GDI leaks and the importance of luck

Machu PicchuIn May 2019 I was asked to look at a potentially serious Chrome bug. I initially misdiagnosed it as unimportant, thus wasting two valuable weeks, and when I rejoined the investigation it was the number one browser-process crash in Chrome’s beta channel. Oops.

On June 6th, the same day I realized I had misinterpreted the crash data, the bug was marked as ReleaseBlock-Stable meaning that we couldn’t ship our new Chrome version to most of our users until we figured out what was going on.

The crash was happening because we were running out of GDI (Graphics Device Interface) objects, but we didn’t know what type of GDI objects, our crash data gave us no clues as to where the problem was happening, and we couldn’t reproduce the problem.

Several of us worked hard on the bug on June 6th and 7th, testing out theories but not making any clear progress.

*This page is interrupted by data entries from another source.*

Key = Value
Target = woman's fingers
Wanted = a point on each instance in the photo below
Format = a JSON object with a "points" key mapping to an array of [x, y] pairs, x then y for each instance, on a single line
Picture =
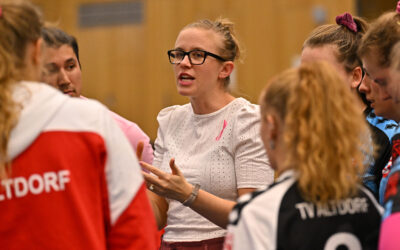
{"points": [[174, 168], [139, 150], [154, 170]]}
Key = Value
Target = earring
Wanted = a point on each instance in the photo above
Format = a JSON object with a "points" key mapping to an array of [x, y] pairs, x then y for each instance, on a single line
{"points": [[272, 144]]}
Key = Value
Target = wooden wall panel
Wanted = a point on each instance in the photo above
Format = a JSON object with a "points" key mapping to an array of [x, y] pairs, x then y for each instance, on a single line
{"points": [[126, 67]]}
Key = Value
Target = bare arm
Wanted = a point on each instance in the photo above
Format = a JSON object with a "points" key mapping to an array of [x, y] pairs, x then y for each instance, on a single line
{"points": [[175, 186], [160, 208]]}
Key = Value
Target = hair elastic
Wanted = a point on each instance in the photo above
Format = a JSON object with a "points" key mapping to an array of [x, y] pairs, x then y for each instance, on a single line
{"points": [[398, 7], [347, 21]]}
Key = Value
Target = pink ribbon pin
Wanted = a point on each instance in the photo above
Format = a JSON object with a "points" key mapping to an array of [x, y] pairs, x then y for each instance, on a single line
{"points": [[220, 133]]}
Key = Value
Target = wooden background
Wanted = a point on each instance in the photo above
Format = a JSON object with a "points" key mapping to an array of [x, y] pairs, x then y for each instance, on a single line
{"points": [[126, 66]]}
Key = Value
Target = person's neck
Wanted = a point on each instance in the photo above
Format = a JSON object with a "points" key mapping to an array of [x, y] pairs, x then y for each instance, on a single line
{"points": [[211, 102]]}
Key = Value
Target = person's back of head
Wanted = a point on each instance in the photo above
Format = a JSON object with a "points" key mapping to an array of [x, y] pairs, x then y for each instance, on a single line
{"points": [[383, 34], [55, 38], [345, 35], [20, 25], [322, 130]]}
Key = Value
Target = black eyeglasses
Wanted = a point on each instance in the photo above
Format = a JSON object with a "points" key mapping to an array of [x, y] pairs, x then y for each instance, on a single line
{"points": [[196, 56]]}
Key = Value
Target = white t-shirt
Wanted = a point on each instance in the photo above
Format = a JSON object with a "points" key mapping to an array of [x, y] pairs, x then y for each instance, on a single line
{"points": [[222, 151]]}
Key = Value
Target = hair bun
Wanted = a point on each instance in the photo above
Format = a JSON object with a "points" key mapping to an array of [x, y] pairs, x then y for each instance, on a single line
{"points": [[347, 21]]}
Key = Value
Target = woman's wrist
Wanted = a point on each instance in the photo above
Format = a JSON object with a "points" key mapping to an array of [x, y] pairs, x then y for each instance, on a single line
{"points": [[193, 195]]}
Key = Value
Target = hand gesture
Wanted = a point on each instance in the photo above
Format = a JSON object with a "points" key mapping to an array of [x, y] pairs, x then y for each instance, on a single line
{"points": [[173, 186]]}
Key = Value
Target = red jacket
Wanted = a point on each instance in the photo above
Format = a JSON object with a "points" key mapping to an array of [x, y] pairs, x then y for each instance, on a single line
{"points": [[75, 182]]}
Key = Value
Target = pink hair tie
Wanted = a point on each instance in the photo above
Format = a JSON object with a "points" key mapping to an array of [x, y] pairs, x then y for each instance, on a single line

Then, on June 8th I went to check my email and Chrome immediately crashed. It was the crash.

The irony is rich. While I was searching through changes and crash reports and brainstorming about what could possibly be causing Chrome’s browser process to leak GDI objects the GDI object count in my browser was creeping inexorably upward, and on the morning of the 8th it tipped over the magic 10,000 number. At that point one of our GDI object allocations failed and we intentionally crashed the browser. This was an improbably lucky break.

Bugs that are reproducible are, inevitably, fixable. All I had to do was figure out how I had triggered the bug and we would be able to fix it.

First, some background

imageIn most places in Chromium’s code when we try to allocate a GDI object we check to see if the allocation succeeded. If the allocation failed then we record some information on the stack and then intentionally crash, as you can see in this source code. We intentionally crash because if we can’t allocate GDI objects then we can’t render to the screen – it’s better to report the issue (if crash reporting is enabled) and restart the process rather than display a blank UI. The default limit is 10,000 GDI objects per process and we usually use just a few hundred so if we hit that limit then something has gone terribly wrong.

When we get one of the crash reports showing a GDI object allocation failure we have a call stack and all sorts of other useful information. Great! The problem is that these crash dumps aren’t necessarily related to the bug. That’s because the code that is leaking GDI objects and the code that reports the failure may not be the same code.

That is, roughly speaking we had these two types of code:

void GoodCode() {
   auto x = AllocateGDIObject();
   if (!x)
     CollectGDIUsageAndDie ();
   UseGDIObject(x);
   FreeGDIObject(x);
}

void BadCode() {
   auto x = AllocateGDIObject();
   UseGDIObject(x);
}

The good code notices when an allocation has failed and reports it, whereas the bad code both ignores failures and leaks the objects, thus setting up the good code to take the fall.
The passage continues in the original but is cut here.